En consecuencia, corresponde en revisión verificar si tales extremos son evidentes a fin de conceder o denegar la tutela; teniendo en cuenta las siguientes temáticas: 1) La acción de libertad, el principio de informalismo y el acceso a la justicia constitucional; 2) La tutela del derecho a la vida y derechos conexos en el ámbito de protección de la acción de libertad; y, 3) Análisis del caso concreto. 

El alcance amplio que se otorgó al derecho a la vida, su concepción como derecho autónomo, empero también interdependiente con otros derechos en virtud del art. 13.I de la CPE, dio lugar a que este Tribunal emita numerosas Sentencias favoreciendo el acceso a la justicia constitucional        a través de la acción de libertad, cuando se invoca este derecho como lesionado, señalando que: 1) La protección del derecho a la vida a través de la acción de libertad es posible, aún no exista vinculación directa ni indirecta con el derecho a la libertad física, personal o de locomoción -por todas, la SCP 2468/2012 de 22 de noviembre-, superando una tradición jurisprudencial que persistía en la necesidad de su vinculación[15];                   2) Tratándose del derecho a la vida, la parte accionante es la que debe asumir la decisión de formular una acción de libertad o de amparo constitucional, así refiere la SCP 1278/2013 de 2 de agosto; y, 3) Respecto al derecho a la vida, de cuyo ejercicio depende el goce de otros derechos, bajo ningún argumento puede aplicarse la subsidiariedad excepcional -por las demás, las SSCC 0008/2010-R, 0080/2010-R y 0589/2011-R[16]-.
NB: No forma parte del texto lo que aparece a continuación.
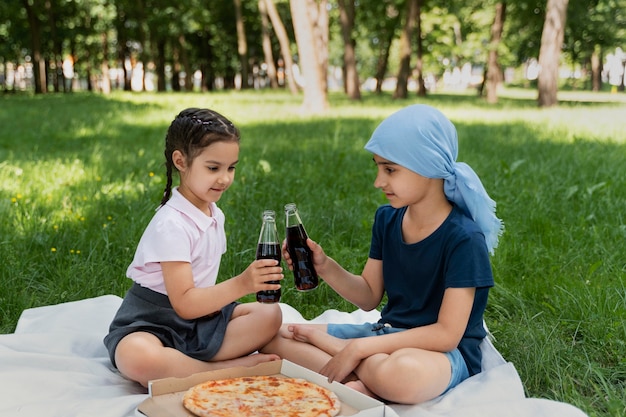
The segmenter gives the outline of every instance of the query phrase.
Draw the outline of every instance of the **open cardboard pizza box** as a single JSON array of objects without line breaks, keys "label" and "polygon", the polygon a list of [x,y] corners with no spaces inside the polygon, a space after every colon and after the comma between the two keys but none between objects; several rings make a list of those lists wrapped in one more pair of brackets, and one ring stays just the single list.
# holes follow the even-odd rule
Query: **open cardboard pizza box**
[{"label": "open cardboard pizza box", "polygon": [[150,381],[148,385],[149,396],[139,404],[137,410],[148,417],[193,417],[193,414],[183,407],[182,398],[187,389],[209,380],[255,375],[284,375],[292,378],[304,378],[328,388],[337,394],[341,400],[339,416],[398,417],[384,403],[338,382],[328,383],[325,376],[286,360],[265,362],[249,368],[238,367],[202,372],[187,378],[164,378]]}]

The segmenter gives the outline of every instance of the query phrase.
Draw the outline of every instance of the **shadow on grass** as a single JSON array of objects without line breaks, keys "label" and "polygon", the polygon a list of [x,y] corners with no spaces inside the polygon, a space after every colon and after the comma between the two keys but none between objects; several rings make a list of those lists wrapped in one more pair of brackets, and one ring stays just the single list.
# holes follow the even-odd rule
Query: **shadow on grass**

Los señalados precedentes constitucionales son vinculantes conforme lo dispuesto por el art. 203 de la CPE y dan concreción al principio de informalismo que rige la acción de libertad, con contenidos favorables y progresivos que protegen de mejor forma el derecho de acceso a la justicia constitucional[17]; es decir, son lineamientos jurisprudenciales mínimos para los jueces y tribunales de garantías, a partir de los cuales, en el marco de los principios de favorabilidad contenido en los arts. 13.IV y 256 de la CPE y de progresividad de los derechos y prohibición de regresividad de los mismos, resguardado en el art. 13.I de la CPE, pueden ser reforzados y ampliados, máxime si la obligación de vinculatoriedad a los lineamientos jurisprudenciales mínimos, tanto respecto del derecho de acceso a la justicia como los emitidos en protección de los derechos individuales y colectivos, forman parte también del cumplimiento de las obligaciones generales del Estado, previstas en el art. 1.1 de la Convención Americana sobre Derechos Humanos (CADH).

En el mismo razonamiento, también está comprendido dentro del ámbito de protección de la acción de libertad, el derecho a la vida ante restricciones irrazonables del derecho al trabajo y a una remuneración, que impiden que la persona pueda desarrollar una vida digna, que afecta, además, a otros derechos, como la salud, el trabajo y la dignidad de las personas.

Así, se reitera, de una interpretación literal del art. 125 de la CPE, que el constituyente enumera a la vida como un derecho protegido por la acción de libertad, independientemente de la vinculación con el derecho a la libertad física o personal, en concordancia normativa con los arts. 46 y 47 del CPCo.

En esa dimensión argumentativa, se establece que el derecho a la vida por la tutela inmediata que requiere, puede ser protegido indistintamente por la acción de amparo constitucional o por la acción de libertad, pues una interpretación diferente afecta la noción básica de interpretación de los derechos humanos -asimismo de los derechos fundamentales-, cual es la interpretación favorable al ser humano.